Manolo Rodicio Pozo, es un misionero gallego que lleva en Ecuador 20 años: “Hemos hecho dispensario, botica, viviendas populares, escuela… pero sobre todo hemos comunicado y sostenido la fe de este pueblo de Dios. Es el mejor bien la fe. Y todo esto es posible a muchas personas que desde mi España natal se han implicado con la oración y también con el compromiso económico”.



“Hay un gallego en la luna” decía una vieja canción. En la luna, no pero por el mundo entero, sí. Algunos, no pocos, hemos salido porque estamos convencidos de que es una exigencia de nuestra fe.

Llegué a Ecuador hace veinte años. Era un tiempo en el que este país era un desconocido en España. Y llegué con dos compañeros, a iniciar un compromiso o hermanamiento entre diócesis. Aquí necesitaban sacerdotes y nosotros podíamos dar una mano.

En estos veinte años hemos hecho dispensario, botica, viviendas populares, escuela… pero sobre todo hemos comunicado y sostenido la fe de esta porción del pueblo de Dios. Es el mejor bien la fe. El que nos sostiene en todo momento y nos hace sentirnos amados por Dios. ¡Bien lo sabe nuestro pueblo sencillo!

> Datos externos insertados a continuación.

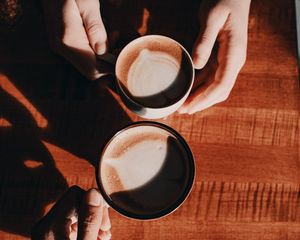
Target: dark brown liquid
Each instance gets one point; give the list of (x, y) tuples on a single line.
[(163, 192)]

Y nos lo recuerda cada día.

Con muchísimo gozo he visto crecer a esta Iglesia de Portoviejo. Cuando llegué solo había nueve sacerdotes nativos para casi un millón de habitantes. Hoy son casi setenta. Estamos viviendo una PRIMAVERA eclesial… frágil, adolescente… pero llena de encanto y esperanza.




Y todo esto es posible a muchas personas que desde mi España natal se han implicado con la oración y también con el compromiso económico. A todos esos solo puedo decir GRACIAS en nombre de este pueblo, mi pueblo.

Mañana en todo el mundo se celebra la Jornada Mundial de las Misiones, nuestro Domund en España, si podéis seguid colaborando con vuestros donativos, por muy pequeños que sean, para los misioneros son esenciales.